In these examples the Christian readers of the Hebrew Scriptures understand no allegory They believe the facts to have happened literally as they are stated; and neither suspect, nor allow, that the language of the sacred writers upon such occasions may be entirely figurative. Very different is their mode of interpreting these same Scriptures, when they think there is any allusion made to the kingdom of Christ. Then they abandon the literal sense without scruple, and sometimes, it may be thought, without consideration. The Rabbins learn with astonishment, that the Song of Solomon, for example, is a mere allegory, which represents the love of Jesus for his church; and that the lady, whose navel was like a round goblet, not wanting liquor,-whose belly was like a heap of wheat, set about with lilies,-whose nose was as the tower of Lebanon, which looketh towards Damascus,-and who promised to her well. beloved, that he should lie all night betwixt her breasts,-was not Solomon's mistress, but the Church, the spiritual spouse of Christ.
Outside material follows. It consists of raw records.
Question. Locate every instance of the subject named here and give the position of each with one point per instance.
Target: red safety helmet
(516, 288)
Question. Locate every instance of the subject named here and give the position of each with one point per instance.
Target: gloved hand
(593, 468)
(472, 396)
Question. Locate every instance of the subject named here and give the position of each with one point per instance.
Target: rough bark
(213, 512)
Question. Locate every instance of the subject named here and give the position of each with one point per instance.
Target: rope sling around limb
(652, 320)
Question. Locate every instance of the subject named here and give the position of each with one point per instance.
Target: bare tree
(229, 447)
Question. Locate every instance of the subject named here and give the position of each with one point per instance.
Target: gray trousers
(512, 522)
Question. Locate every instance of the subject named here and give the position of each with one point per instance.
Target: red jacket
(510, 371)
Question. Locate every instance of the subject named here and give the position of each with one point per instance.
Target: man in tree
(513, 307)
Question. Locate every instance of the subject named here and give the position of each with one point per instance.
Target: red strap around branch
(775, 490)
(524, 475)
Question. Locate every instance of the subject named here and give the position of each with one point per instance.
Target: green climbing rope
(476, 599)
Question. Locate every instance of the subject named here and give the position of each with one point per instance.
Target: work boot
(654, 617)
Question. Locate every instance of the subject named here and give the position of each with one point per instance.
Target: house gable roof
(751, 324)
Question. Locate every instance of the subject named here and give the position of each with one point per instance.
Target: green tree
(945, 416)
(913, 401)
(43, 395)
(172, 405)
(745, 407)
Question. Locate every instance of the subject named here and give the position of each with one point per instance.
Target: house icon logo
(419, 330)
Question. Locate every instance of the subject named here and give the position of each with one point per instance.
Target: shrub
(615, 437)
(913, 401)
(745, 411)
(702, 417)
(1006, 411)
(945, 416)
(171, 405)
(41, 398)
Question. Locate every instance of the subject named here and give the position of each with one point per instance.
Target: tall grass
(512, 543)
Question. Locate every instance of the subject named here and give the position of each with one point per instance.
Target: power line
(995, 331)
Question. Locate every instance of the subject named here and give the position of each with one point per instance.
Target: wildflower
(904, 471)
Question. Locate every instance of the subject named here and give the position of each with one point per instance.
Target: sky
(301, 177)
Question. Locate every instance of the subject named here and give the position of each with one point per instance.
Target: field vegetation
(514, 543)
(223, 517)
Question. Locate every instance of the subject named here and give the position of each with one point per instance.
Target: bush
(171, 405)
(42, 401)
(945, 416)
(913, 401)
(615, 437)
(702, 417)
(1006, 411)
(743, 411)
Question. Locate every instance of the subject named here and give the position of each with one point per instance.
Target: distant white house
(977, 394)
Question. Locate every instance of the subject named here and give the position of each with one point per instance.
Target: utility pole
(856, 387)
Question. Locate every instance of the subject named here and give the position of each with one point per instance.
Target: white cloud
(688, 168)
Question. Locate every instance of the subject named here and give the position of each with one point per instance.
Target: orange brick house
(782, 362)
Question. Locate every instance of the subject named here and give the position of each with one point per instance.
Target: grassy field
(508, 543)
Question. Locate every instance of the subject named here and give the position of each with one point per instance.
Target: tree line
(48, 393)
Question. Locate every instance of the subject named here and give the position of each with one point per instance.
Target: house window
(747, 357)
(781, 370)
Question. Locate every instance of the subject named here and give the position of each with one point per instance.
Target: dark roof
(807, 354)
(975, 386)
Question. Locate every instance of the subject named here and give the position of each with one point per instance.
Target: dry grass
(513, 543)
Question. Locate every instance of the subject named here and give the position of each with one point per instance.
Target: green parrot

But since the Christians do admit allegory-since they even contend that the Old Testament abounds with figurative and symbolical language, descriptive of the advent of the Messiah; why will they so strenuously insist upon the strict interpretation of the text in other examples? Be their decision what it may, the theist is bound to vindicate the majesty of the Deity.
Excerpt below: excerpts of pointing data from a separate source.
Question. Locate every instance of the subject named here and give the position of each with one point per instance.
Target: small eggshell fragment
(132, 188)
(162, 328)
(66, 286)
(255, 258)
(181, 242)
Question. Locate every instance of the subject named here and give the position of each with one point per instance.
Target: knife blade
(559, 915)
Cicero has said, that it is easier to tell what God is not, than what he is. Now every theist is surely prepared to say, that the Deity is neither unjust, nor cruel, nor liable, in any manner, to the frailties of human nature. Is it possible for the literal interpreter of the Hebrew Scriptures to aver this of Jehovah? The Lord hardened the heart of Pharaoh;-was it just then to afflict Egypt with so many calamities, on account of Pharaoh's obstinacy? The destruction of the seven nations, ordained in the seventh chapter of Deuteronomy, appears to be utterly irreconcileable either to justice or to mercy. Their crime was idolatry; but this was the crime of mankind with the exception of the Hebrews; and the seven nations seem to have merited so terrible a fate less than the Egyptians who beheld all the miracles performed by Jehovah, and who yet continued to worship the Gods of their country. But we cannot wonder at these things, since the passion of anger and jealousy, and the feeling of repentance, or regret, which are human infirmities, are frequently attributed to God of the Hebrews.